The Global Apollo Programme has set a target of making carbon-free electricity less costly to produce than electricity from coal within 10 years. It will focus on electricity storage and transmission, as well as the generation of wind and solar power.
A report published by the LSE last week, titled ‘A Global Apollo Programme to Tackle Climate Change’, highlights the importance of electricity storage and smart grids in making the transition to renewables:
If renewable energy is to become the primary source of energy, it must be capable of being stored and supplied when and where it is needed. Wind is an intermittent source of energy, and sunlight is confined to the daytime, whereas winter demand peaks in hours of darkness.
Cracking this research challenge will be a key to cheap and universal clean energy, the report states.
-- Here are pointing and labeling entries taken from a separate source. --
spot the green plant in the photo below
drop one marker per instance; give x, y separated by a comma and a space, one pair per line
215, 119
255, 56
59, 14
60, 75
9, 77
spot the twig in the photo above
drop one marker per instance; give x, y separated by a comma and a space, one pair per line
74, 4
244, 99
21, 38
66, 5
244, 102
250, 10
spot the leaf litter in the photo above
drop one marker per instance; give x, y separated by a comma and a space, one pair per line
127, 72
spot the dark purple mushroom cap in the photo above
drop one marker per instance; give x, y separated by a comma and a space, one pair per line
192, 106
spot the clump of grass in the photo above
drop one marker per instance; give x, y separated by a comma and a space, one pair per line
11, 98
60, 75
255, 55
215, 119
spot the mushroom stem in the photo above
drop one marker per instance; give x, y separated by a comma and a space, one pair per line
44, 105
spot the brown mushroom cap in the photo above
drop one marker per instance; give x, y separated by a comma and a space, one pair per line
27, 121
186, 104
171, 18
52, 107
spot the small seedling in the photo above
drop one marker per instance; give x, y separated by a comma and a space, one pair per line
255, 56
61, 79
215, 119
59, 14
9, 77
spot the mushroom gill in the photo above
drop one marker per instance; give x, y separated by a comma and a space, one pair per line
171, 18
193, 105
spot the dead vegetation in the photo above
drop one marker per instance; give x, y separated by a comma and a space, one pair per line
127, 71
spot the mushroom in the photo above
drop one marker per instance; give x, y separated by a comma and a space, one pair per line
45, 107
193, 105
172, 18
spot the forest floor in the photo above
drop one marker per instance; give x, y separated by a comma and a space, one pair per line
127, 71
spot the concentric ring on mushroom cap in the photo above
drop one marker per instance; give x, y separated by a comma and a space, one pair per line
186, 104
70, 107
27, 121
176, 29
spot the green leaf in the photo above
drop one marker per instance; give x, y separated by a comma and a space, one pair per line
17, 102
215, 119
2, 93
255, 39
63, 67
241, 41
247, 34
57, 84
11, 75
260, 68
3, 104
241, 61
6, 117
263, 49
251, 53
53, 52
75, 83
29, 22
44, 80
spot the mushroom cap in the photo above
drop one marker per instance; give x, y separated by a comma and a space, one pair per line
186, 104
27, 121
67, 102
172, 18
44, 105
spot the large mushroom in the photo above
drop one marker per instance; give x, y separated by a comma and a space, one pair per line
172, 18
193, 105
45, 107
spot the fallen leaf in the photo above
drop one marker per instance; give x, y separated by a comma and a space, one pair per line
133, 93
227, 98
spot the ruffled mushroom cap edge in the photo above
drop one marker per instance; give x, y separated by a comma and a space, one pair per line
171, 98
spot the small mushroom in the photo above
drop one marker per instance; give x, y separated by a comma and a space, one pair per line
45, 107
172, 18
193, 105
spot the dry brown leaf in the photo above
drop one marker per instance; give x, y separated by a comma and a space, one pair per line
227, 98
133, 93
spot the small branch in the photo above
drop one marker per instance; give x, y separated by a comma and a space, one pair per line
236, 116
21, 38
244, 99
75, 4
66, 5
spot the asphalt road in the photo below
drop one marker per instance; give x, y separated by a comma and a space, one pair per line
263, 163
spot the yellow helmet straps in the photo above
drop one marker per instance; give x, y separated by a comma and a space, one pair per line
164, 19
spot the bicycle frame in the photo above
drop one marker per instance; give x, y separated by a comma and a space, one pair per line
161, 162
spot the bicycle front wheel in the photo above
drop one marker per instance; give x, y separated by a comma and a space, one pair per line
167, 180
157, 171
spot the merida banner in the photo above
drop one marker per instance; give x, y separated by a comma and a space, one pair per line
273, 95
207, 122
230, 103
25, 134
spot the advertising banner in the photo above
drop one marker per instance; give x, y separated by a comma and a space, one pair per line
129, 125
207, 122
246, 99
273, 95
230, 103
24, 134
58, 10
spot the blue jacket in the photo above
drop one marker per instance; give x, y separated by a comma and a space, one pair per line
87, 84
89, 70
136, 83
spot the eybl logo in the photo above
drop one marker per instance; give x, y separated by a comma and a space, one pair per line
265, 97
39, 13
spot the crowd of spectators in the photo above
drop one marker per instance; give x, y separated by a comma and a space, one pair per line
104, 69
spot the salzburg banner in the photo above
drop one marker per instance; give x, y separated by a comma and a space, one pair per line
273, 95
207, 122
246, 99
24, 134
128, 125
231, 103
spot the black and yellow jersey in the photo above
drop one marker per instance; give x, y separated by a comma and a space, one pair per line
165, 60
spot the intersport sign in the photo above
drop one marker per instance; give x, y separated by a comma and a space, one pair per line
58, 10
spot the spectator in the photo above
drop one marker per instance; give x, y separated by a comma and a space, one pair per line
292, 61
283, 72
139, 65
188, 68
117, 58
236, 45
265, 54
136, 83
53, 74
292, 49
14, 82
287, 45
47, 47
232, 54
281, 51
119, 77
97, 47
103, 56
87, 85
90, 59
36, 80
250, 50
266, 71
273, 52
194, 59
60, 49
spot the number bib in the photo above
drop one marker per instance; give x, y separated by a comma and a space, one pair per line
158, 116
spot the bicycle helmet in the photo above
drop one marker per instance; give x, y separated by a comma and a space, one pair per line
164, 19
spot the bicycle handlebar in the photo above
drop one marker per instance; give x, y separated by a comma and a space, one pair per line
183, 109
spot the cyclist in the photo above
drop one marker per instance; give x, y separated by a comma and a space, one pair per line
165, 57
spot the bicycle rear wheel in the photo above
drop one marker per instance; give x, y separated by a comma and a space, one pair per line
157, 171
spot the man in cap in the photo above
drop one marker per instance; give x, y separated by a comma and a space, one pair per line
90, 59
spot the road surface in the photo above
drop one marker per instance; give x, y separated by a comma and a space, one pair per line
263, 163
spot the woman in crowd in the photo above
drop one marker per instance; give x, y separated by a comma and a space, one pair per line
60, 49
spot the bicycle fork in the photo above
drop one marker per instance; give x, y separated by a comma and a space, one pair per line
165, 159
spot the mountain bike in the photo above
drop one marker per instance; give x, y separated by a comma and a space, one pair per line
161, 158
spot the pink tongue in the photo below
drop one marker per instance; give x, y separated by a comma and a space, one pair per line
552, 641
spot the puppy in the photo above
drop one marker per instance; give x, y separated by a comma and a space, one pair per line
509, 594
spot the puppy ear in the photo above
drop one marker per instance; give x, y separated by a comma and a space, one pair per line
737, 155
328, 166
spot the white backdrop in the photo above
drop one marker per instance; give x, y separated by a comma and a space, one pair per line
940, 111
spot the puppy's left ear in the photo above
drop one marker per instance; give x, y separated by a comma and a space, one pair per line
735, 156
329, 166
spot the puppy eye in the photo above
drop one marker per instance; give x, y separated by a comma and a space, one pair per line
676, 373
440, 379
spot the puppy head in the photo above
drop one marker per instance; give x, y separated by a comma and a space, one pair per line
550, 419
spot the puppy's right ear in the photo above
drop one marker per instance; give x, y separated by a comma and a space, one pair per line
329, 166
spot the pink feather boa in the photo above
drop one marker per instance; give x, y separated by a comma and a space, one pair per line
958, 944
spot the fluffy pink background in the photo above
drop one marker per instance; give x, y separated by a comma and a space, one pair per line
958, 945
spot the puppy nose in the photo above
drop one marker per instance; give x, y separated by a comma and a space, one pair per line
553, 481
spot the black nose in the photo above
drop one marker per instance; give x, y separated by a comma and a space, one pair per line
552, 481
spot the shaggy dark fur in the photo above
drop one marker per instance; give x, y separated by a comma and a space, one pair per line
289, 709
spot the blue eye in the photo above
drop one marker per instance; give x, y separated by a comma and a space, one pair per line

The authors also say that a complex balancing of supply and demand is needed to use renewable energy effectively in the electricity grid, and this will require major improvements in grid software and inter-connectors.
The experts behind the project, including Sir David King, former chief scientific adviser to the UK government, and Professor Martin Rees, former head of the Royal Society, believe that achieving the target within 10 years will require the equivalent of the Apollo space programme: a major scientific and technological programme of research, using the best minds in the world and the best science.
Countries joining the Global Apollo Programme will commit to spending at least 0.02% of GDP on the research and development and will join a committee co-ordinating the project.
A similar project co-ordinating research and development on semiconductors has resulted in continuous falls in computer chip costs.